The mentorship of Professors Kerry and Steinberg was absolutely critical to Tara’s development and ultimate academic success. Tara later returned to Cambridge and earned a PhD in history.

3. Make it very clear what success looks like

While Professor Steinberg was delighted with Tara’s unconventional background, he didn’t view it as an excuse to relax his demanding standards.

“None of my professors at BYU had examined my writing the way Professor Steinberg did,” Tara writes. “No comma, no period, no adjective or adverb was beneath his interest. . . . A poorly written sentence was a poorly conceived idea, and in his view the grammatical logic was as much in need of correction.”

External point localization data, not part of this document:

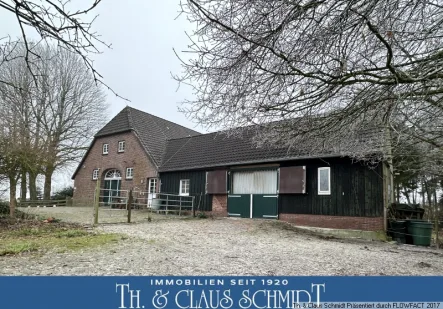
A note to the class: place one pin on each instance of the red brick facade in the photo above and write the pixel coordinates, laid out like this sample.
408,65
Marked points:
335,222
134,156
220,205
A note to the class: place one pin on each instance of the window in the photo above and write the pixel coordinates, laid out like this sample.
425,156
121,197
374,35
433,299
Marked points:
129,173
184,187
324,181
95,174
121,146
152,186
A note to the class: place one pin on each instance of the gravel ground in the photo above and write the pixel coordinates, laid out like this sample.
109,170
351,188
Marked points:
226,247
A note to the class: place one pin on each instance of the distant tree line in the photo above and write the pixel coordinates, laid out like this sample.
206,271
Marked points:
47,118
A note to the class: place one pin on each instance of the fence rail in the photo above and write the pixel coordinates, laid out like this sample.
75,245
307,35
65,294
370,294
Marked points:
163,202
45,203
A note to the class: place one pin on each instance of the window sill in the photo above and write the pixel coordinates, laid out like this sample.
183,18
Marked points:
324,193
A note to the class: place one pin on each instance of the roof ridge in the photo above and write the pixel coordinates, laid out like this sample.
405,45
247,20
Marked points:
163,119
178,150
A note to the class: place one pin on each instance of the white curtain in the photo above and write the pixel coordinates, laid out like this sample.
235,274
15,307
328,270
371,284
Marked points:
257,182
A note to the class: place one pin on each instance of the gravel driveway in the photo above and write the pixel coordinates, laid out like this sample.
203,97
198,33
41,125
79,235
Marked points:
228,247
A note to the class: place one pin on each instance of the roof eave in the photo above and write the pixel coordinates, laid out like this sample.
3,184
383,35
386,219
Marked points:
252,162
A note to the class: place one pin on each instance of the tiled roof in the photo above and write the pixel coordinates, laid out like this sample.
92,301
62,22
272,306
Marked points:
152,131
219,149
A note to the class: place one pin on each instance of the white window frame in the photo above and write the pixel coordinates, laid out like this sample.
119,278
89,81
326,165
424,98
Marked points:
329,181
129,175
150,181
182,181
121,146
95,174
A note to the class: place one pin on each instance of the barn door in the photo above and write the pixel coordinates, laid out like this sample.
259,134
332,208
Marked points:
254,194
265,206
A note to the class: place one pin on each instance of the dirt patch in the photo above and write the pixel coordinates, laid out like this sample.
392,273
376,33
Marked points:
227,247
18,237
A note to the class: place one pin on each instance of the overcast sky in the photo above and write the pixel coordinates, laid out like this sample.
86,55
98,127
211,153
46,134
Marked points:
139,65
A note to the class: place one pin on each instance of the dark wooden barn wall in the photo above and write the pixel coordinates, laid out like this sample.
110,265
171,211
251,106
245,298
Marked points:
170,183
356,190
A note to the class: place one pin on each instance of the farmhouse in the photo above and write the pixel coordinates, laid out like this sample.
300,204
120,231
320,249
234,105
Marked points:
230,176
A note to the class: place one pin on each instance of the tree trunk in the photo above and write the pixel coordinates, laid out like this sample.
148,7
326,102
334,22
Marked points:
32,186
12,196
48,182
23,184
406,194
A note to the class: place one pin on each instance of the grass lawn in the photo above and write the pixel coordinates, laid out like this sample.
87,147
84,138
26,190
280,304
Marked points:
24,236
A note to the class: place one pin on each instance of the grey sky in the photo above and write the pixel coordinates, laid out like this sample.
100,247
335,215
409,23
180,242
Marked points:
139,65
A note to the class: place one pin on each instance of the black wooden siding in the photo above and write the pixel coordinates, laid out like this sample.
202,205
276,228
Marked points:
356,190
170,183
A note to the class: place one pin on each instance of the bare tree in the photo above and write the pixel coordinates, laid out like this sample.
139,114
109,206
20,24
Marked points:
324,70
56,110
56,22
74,107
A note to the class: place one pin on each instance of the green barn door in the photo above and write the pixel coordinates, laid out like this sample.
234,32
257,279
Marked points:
239,205
265,206
254,194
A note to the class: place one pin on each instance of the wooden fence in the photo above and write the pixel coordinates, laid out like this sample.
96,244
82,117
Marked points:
45,203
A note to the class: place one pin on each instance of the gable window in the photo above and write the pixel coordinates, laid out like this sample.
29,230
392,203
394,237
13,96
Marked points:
95,174
152,186
324,180
184,187
121,146
129,173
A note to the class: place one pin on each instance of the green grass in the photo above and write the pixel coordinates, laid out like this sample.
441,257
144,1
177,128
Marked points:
45,237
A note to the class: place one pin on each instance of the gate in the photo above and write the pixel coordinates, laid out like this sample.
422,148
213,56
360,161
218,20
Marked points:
254,194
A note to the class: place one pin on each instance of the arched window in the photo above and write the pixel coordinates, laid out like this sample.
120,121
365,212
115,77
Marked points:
113,174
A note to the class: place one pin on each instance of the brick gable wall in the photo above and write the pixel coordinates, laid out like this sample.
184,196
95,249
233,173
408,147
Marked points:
134,156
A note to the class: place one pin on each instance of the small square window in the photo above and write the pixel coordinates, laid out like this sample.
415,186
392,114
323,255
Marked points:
324,181
129,173
121,146
184,187
95,174
152,187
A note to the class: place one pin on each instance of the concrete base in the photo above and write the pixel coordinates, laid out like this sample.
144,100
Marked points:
339,233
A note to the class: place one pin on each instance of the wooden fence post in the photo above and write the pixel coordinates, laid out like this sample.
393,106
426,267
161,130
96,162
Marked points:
96,201
129,205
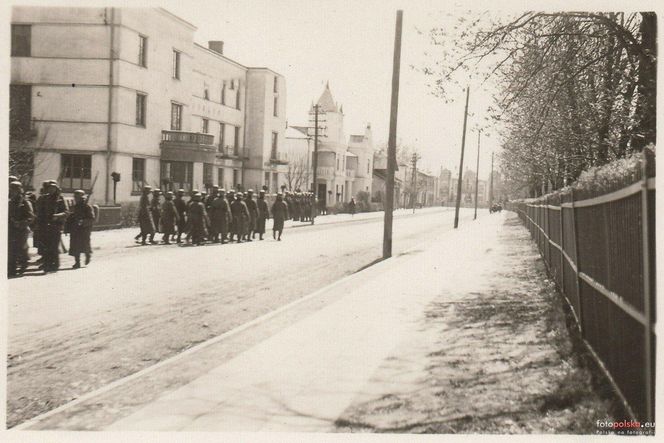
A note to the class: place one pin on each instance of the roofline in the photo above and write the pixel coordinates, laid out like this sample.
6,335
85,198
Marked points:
222,56
265,69
176,18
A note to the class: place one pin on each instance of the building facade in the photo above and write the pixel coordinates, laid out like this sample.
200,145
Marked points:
344,165
96,91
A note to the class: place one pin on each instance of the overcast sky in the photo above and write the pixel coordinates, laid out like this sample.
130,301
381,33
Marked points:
350,43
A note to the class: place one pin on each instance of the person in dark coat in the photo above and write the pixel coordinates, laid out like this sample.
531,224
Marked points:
145,215
220,218
279,215
20,216
263,214
169,218
240,217
79,227
198,220
155,210
50,219
181,208
351,206
253,215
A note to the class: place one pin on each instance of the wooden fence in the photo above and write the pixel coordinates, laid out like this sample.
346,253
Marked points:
600,251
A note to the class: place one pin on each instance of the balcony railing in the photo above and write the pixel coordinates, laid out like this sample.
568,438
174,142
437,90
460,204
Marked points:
325,171
183,137
233,152
279,158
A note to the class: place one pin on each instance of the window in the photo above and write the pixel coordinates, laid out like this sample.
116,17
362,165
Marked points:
137,175
236,146
208,176
177,175
142,51
20,111
76,172
140,109
222,136
176,64
236,177
21,40
274,145
176,117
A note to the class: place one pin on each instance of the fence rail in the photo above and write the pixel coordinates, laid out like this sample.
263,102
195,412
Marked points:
600,251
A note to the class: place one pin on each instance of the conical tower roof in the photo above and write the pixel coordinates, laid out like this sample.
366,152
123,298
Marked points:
326,102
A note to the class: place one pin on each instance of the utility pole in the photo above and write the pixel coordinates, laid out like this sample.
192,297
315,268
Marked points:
477,171
392,141
491,184
463,146
413,192
316,113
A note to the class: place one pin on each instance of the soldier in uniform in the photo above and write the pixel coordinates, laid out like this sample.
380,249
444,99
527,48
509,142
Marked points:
155,210
51,216
169,218
240,217
20,216
279,215
253,215
263,214
145,215
79,226
198,220
225,210
181,208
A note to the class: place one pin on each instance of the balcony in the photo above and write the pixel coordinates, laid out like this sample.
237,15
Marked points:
325,172
278,158
233,152
187,146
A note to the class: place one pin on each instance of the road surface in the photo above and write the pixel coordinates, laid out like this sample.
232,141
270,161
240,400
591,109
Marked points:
75,331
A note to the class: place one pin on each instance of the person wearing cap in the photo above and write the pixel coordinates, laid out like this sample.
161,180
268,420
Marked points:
181,208
253,215
20,215
240,217
198,220
219,214
145,215
279,215
169,218
263,214
51,217
155,210
79,227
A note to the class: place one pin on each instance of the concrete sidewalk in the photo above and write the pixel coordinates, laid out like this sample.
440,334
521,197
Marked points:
303,377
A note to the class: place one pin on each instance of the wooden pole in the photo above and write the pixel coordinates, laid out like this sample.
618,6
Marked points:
463,146
477,172
392,141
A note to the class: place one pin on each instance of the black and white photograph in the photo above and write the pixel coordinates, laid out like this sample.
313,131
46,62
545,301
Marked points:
329,220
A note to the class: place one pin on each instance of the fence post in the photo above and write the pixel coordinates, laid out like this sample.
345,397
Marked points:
650,413
575,231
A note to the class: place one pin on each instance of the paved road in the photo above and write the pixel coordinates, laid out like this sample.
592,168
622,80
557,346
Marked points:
74,331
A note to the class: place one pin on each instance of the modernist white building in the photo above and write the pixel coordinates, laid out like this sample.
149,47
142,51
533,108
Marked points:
344,166
101,90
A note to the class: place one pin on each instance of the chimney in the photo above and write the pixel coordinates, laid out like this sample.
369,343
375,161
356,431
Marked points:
216,46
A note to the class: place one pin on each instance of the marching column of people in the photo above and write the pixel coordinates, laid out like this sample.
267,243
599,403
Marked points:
220,217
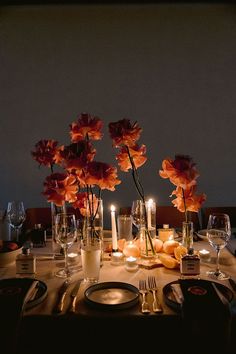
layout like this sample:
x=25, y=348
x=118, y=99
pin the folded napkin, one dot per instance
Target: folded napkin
x=206, y=315
x=14, y=294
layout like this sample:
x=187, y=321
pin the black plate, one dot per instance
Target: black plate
x=112, y=295
x=171, y=302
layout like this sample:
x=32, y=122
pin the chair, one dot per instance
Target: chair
x=169, y=215
x=172, y=216
x=37, y=216
x=230, y=210
x=41, y=216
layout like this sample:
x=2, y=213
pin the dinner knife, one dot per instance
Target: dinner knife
x=73, y=295
x=61, y=297
x=232, y=283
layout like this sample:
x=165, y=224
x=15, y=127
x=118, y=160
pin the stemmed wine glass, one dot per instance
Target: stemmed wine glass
x=65, y=234
x=218, y=235
x=16, y=216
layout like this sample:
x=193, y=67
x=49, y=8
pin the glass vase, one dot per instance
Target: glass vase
x=187, y=234
x=56, y=248
x=93, y=224
x=146, y=243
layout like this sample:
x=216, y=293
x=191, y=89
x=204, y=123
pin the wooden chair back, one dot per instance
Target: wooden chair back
x=230, y=210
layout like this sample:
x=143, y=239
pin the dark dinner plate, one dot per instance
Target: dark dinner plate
x=112, y=295
x=203, y=284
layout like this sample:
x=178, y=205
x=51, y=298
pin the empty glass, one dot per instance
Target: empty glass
x=16, y=216
x=66, y=234
x=218, y=235
x=124, y=223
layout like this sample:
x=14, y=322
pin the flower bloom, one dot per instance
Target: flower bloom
x=136, y=152
x=124, y=133
x=83, y=200
x=60, y=187
x=45, y=152
x=191, y=201
x=181, y=171
x=86, y=126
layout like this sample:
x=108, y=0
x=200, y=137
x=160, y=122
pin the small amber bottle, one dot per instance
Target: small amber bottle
x=190, y=265
x=26, y=263
x=166, y=233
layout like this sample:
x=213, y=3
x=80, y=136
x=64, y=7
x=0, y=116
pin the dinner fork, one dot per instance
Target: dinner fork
x=156, y=306
x=143, y=291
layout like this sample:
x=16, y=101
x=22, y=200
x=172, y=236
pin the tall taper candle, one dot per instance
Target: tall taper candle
x=113, y=229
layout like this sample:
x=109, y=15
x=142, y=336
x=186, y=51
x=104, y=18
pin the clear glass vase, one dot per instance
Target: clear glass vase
x=187, y=234
x=56, y=248
x=93, y=224
x=146, y=243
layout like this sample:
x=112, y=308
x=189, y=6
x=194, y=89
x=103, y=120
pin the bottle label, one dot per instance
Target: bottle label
x=190, y=265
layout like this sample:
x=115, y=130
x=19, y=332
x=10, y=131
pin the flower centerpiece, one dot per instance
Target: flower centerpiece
x=130, y=157
x=182, y=172
x=82, y=179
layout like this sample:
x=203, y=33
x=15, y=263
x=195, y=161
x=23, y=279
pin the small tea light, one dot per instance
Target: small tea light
x=72, y=257
x=117, y=258
x=204, y=255
x=131, y=264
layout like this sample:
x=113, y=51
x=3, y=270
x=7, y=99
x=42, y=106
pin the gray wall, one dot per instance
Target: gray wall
x=170, y=67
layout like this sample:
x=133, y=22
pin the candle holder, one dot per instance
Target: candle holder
x=204, y=255
x=131, y=264
x=117, y=258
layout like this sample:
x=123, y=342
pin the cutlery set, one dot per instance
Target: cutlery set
x=144, y=290
x=62, y=292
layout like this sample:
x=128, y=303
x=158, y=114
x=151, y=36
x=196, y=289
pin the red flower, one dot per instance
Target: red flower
x=181, y=171
x=124, y=133
x=46, y=152
x=190, y=202
x=82, y=202
x=60, y=188
x=86, y=126
x=136, y=152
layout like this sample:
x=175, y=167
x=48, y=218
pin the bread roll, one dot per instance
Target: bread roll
x=168, y=261
x=158, y=245
x=169, y=246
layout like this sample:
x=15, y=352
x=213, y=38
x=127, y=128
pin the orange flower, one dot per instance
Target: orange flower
x=45, y=152
x=124, y=133
x=86, y=126
x=136, y=152
x=59, y=187
x=191, y=201
x=83, y=198
x=181, y=171
x=101, y=174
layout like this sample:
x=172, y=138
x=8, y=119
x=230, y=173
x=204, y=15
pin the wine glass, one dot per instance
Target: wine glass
x=16, y=216
x=218, y=234
x=65, y=234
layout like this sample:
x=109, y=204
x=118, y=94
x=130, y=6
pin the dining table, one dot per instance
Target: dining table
x=41, y=329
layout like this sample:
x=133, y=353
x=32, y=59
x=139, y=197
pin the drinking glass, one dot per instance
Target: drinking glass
x=16, y=216
x=66, y=234
x=218, y=234
x=138, y=214
x=91, y=248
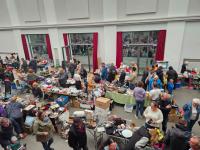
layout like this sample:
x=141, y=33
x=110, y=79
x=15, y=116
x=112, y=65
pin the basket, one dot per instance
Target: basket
x=128, y=108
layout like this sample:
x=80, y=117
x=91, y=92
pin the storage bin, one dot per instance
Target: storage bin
x=128, y=108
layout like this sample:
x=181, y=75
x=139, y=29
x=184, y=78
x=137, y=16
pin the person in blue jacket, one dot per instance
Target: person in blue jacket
x=191, y=112
x=104, y=71
x=153, y=80
x=170, y=86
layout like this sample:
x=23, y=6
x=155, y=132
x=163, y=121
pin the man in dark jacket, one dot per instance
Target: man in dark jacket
x=111, y=73
x=62, y=77
x=140, y=134
x=178, y=137
x=24, y=65
x=33, y=65
x=172, y=74
x=72, y=68
x=159, y=73
x=77, y=135
x=165, y=107
x=6, y=132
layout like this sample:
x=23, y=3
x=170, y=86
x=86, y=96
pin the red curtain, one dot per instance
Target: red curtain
x=25, y=46
x=49, y=51
x=65, y=37
x=161, y=45
x=95, y=45
x=119, y=49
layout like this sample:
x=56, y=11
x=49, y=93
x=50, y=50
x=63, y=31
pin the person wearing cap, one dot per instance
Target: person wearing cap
x=7, y=126
x=153, y=115
x=153, y=80
x=191, y=112
x=77, y=138
x=165, y=107
x=104, y=71
x=194, y=143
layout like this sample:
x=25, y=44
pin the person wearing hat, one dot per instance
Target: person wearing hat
x=153, y=80
x=153, y=115
x=194, y=143
x=191, y=112
x=77, y=138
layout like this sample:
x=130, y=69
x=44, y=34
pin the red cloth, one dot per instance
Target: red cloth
x=95, y=45
x=49, y=51
x=65, y=37
x=119, y=49
x=161, y=45
x=25, y=46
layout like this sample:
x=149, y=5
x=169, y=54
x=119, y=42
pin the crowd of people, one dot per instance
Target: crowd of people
x=155, y=84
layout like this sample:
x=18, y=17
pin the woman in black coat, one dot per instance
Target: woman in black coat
x=77, y=135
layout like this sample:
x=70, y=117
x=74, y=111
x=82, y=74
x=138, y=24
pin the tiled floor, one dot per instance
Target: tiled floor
x=182, y=96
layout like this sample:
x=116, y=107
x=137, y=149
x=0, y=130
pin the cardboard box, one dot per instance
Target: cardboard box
x=102, y=102
x=102, y=114
x=174, y=118
x=76, y=104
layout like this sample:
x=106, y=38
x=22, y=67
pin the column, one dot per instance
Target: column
x=175, y=33
x=50, y=11
x=53, y=32
x=15, y=22
x=55, y=45
x=110, y=32
x=174, y=42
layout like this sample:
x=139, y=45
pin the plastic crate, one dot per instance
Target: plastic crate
x=62, y=100
x=178, y=85
x=128, y=108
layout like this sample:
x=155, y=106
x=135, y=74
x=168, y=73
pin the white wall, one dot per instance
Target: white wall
x=64, y=16
x=173, y=45
x=191, y=41
x=194, y=7
x=4, y=15
x=7, y=42
x=161, y=9
x=105, y=17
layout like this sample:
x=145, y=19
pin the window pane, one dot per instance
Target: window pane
x=139, y=47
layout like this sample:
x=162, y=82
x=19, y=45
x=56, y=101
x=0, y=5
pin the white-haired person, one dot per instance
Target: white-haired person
x=191, y=112
x=194, y=143
x=153, y=115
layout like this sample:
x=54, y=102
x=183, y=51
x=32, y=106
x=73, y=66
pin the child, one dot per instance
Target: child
x=7, y=83
x=170, y=86
x=16, y=145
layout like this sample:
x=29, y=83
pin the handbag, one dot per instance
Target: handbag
x=41, y=137
x=122, y=90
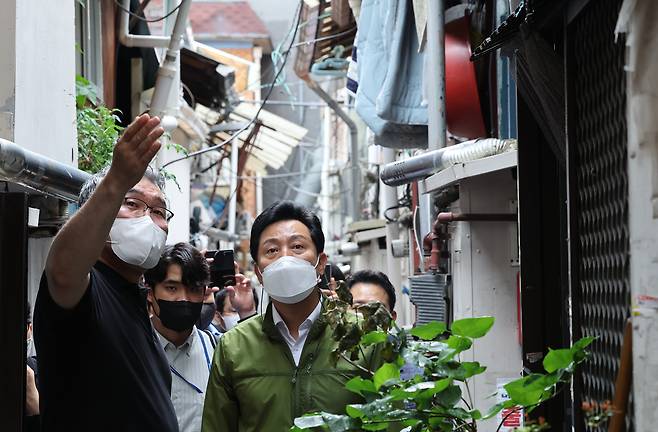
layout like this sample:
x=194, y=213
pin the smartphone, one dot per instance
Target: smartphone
x=222, y=269
x=326, y=277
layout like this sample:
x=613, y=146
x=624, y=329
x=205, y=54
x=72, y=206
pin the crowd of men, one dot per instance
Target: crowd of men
x=130, y=336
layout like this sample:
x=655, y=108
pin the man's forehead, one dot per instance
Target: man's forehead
x=146, y=189
x=285, y=229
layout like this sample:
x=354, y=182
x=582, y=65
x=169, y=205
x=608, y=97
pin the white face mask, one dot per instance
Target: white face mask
x=230, y=321
x=138, y=241
x=290, y=279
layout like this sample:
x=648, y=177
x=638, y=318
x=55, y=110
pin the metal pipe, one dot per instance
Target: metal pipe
x=419, y=167
x=169, y=69
x=233, y=199
x=22, y=166
x=389, y=198
x=354, y=146
x=130, y=40
x=436, y=104
x=447, y=217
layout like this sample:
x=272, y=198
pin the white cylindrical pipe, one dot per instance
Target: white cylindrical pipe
x=418, y=167
x=233, y=197
x=436, y=104
x=129, y=40
x=388, y=199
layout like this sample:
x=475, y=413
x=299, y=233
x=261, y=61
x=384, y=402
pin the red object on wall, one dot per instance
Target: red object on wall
x=463, y=110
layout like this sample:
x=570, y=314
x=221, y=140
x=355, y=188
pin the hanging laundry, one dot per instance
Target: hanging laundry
x=387, y=75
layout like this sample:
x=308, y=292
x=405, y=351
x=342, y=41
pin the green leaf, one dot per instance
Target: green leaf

Tara did not wilt under this scrutiny. She flourished. Two days after she turned in her final essay to Professor Steinberg, he stunned her with his reaction. “I have been teaching in Cambridge for 30 years,” he told her. “And this is one of the best essays I’ve read.”

An unschooled girl who spent her childhood scrambling around her father’s junkyard in rural Idaho, Tara very much needed the extra mentoring and nurturing she got after arriving on campus. She needed the chance to shine, but she also needed to know in clear terms what success looked like.

For recruiters and hiring managers, Educated is a pointed study of the steps needed to find and develop nontraditional talent, to set up people from unconventional backgrounds to feel like they belong and can ultimately succeed in a new setting. It’s also a testament to the power of potential.